Very interesting paper and article.  Kudos to the USGA for finally publicly addressing some of this stuff.  We have much to digest and much to comment on, but a little at a time . . . .

First . . . .

Garland, for a number of years, there have been people on this site and elseware arguing that the ball went disproportionately longer when you swung faster.  That is what this test disproves.

I think you are misrepresenting the dissenting opinion.  At least you are with regard to my opinion, and I of course can only speak for myself.   I am not talking about just swinging faster as your summary implies---Few can just decide to  swing faster.   To the contrary, I am talking about different golfers with different swing speeds, and the relative benefits they receive from technology.  

What I have been saying (and I can only speak for myself) is that some of the newer balls (such as the ProV1x) have benefited the fast swingers more than they benefit the slow swingers, thus creating a enlarged distance gap between fast and slow swingers.   As you know from our past discussions, this has absolutely nothing to do with diminishing or increasing slopes, but rather has everything to do with comparing the different distance characteristics (slopes) of two different balls.  

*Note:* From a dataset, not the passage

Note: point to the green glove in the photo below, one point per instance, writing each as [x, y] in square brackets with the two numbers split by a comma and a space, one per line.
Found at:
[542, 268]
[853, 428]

Let me put it this way.  Say we have a fast swing golfer (say 125 mph) and a slow swing golfer (say 80 mph) who both switch to the ProV1x from the ProV1 (or even from some low-priced "distance" ball.)   I don't think that the 80 mph golfer will experience the same distance increase as the 120 mph golfer.  

Now, it may be that this USGA calls into question my premise as well.   I will read it thoroughly and let you know what I think.  But merely demonstrating that the slopes are diminishing says nothing about whether two different golf balls have different slopes and values across a range of distances.